Le Chrysanthème noir : seconde enquête de la 25e heure de Feldrik Rivat.

L’homme sans nom, septembre 2016, 448 pages, 19,90 €, ISBN 978-2-918541-27.1.

Genres : policier, science-fiction, steampunk, uchronie, fantastique.

Feldrik Rivat naît le 27 juin 1978 à Thonon les Bains (Haute Savoie). Il étudie le théâtre (Cholet) puis le dessin à l’École Émile Cohl (Lyon) puis l’archéologie (Nantes et Toulouse) : un homme éclectique qui est de plus peintre (naturaliste) et écrivain ! Du même auteur : la trilogie de fantasy Les Kerns de l’oubli [site officiel], deux autres tomes des Enquêtes de la 25e heure, également aux éditions de L’homme sans nom, et des nouvelles dont Le Contrat Antonov-201 (Solaris n° 205, hiver 2018) qui reçoit le Prix Joël-Champetier.

Après avoir repris La 25e heure, je ne pouvais que lire la suite des Enquêtes de la 25e heure avec Le Chrysanthème noir (2e enquête de La 25e heure) pour le Challenge Chaud Cacao (session 2 consacrée aux auteurs francophones jusqu’au 22 août).

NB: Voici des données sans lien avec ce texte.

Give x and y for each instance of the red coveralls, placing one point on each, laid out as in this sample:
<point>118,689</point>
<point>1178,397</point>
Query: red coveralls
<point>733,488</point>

Janvier 1889. Eudes Lacassagne a disparu et on a retrouvé son sifflet à moineau dont il ne se sépare jamais. Il aurait été tué par son frère jumeau, Chrysostome, mais « Le corps d’Eudes Lacassagne reste introuvable. » (p. 38). Louis Bertillon, enfermé à La Salpêtrière (où travaille le professeur Jean-Martin Charcot), dûment drogué te électrocuté, épouse à l’insu de son plein gré Mileva (Anja Verica) Varasd, qui use d’hypnose et de suggestion mentale. « Louis Bertillon se remémore les consignes du jour. Il n’a qu’à suivre les instructions. Toutes les instructions. Et répondre « oui » aux questions. » (p. 8). Pendant ce temps-là, le Chrysanthème noir – surnommé le Chrys ou la CNN « La Compagnie du Chrysanthème Noir. Une compagnie nouvelle pour une société nouvelle. Une entreprise dont l’ambition ultime est de bâtir une civilisation qui mettra l’Homme au centre de tous les enjeux. » (p. 414) – continue ses agissements maléfiques et le nombre de ses membres ne cesse d’augmenter. C’est que « Travailler pour le Chrysanthème noir offre certains privilèges. » (p. 39). L’enquête ne va pas être facile à résoudre… Et, en l’absence de ses deux meilleurs hommes, Lacassagne et Bertillon, c’est Goron, le chef de le Sûreté en personne, qui doit aller enquêter sur le terrain ! « Goron n’ose pas regarder sa montre. Depuis un bon mois que ses nuits sont de plus en plus courtes. Gérer le service, remonter le moral de ses troupes, et superviser des enquêtes de plus en plus sensibles jusque sur le terrain : voilà beaucoup pour un seul homme. » (p. 150).

On retrouve avec plaisir les personnages principaux de La 25e heure, Lacassagne, Bertillon, Goron, Camille, Pinkerton, Méliès qui a également disparu et que son épouse Eugénie recherche… ; des personnages connus ont un rôle plus important comme Chrysostome Lacassagne, le frère d’Eudes, ou Gaston Tissandier, l’aérostier propriétaire de l’Agile ; et bien sûr il apparaît de nouveaux personnages comme le père Lacassagne surnommé le Notaire et qui vit dans les airs à bord de l’Albus-Altus, la famille ducale de l’Abey, Flamel, le Zouave Henri Jacob, mademoiselle Zelle qui s’occupe du Khan. « Tu es mort ! Je t’ai vu sombrer ! Démon ! Fantôme ! Je vais te renvoyer dans les Enfers que tu n’aurais jamais dû quitter ! » (p. 178).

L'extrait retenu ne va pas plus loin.